O encontro ocorreu após Lula abrir os trabalhos da Assembleia com um discurso de mais de 40 minutos, no qual fez críticas indiretas ao governo americano sobre sanções, ataques à democracia e outros pontos. Trump discursou em seguida e citou sanções impostas pelo seu governo ao Brasil, afirmando que o país enfrenta “tarifas pesadas em resposta aos esforços brasileiros de interferir nos direitos e liberdades de cidadãos americanos”.
Durante seu pronunciamento, Trump comentou o breve contato com Lula no plenário, descrevendo-o como “um cara muito agradável” e ressaltando que houve uma boa sintonia entre os dois. “Nós conversamos, eu gostei dele, ele gostou de mim. Quando não gosto, não gosto. Mas por pelo menos 39 segundos tivemos excelente química, isso é um bom sinal”, disse o presidente americano.
Trump também defendeu as taxas adicionais aplicadas a produtos brasileiros, afirmando que elas têm o objetivo de corrigir supostas distorções tarifárias praticadas pelo Brasil contra os Estados Unidos. O mandatário norte-americano aproveitou o discurso para elogiar seu próprio governo e criticar a ONU, sem aprofundar detalhes sobre o futuro diálogo com o Brasil.

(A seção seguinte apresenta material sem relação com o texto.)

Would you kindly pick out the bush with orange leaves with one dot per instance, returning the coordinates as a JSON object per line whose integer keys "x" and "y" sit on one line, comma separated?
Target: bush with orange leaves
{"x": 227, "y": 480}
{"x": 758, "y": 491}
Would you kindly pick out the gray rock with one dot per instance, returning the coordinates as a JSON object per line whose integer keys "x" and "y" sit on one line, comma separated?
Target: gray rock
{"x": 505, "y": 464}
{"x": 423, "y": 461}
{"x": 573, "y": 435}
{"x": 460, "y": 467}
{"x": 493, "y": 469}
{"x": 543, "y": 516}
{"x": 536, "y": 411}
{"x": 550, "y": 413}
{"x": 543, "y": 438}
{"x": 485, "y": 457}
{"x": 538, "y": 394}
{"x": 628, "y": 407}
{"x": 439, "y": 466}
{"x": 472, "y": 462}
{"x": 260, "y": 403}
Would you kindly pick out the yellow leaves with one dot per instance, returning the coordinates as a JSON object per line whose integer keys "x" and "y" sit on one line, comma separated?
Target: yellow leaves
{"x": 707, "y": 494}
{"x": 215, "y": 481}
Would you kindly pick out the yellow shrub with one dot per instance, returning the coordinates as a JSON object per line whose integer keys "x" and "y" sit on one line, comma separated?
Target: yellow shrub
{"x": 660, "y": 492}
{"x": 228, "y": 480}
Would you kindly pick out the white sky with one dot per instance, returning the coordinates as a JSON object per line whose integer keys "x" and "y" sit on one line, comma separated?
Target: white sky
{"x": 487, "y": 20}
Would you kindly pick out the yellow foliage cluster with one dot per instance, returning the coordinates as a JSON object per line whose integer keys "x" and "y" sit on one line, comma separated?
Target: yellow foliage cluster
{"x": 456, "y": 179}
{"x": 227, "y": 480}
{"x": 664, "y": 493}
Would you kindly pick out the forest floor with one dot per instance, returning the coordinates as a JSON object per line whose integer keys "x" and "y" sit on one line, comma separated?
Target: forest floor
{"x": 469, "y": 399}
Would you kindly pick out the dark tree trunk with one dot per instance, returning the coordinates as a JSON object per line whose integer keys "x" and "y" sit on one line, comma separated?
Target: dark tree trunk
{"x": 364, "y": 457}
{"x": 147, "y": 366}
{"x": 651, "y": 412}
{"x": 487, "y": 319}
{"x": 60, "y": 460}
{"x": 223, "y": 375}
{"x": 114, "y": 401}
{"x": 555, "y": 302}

O breve encontro entre Lula e Trump chama atenção pelo tom inesperadamente cordial, em contraste com as críticas feitas por ambos durante seus discursos. A expectativa agora é pelo desdobramento dessa aproximação na reunião agendada para a próxima semana, que poderá definir a agenda econômica e diplomática entre os dois países.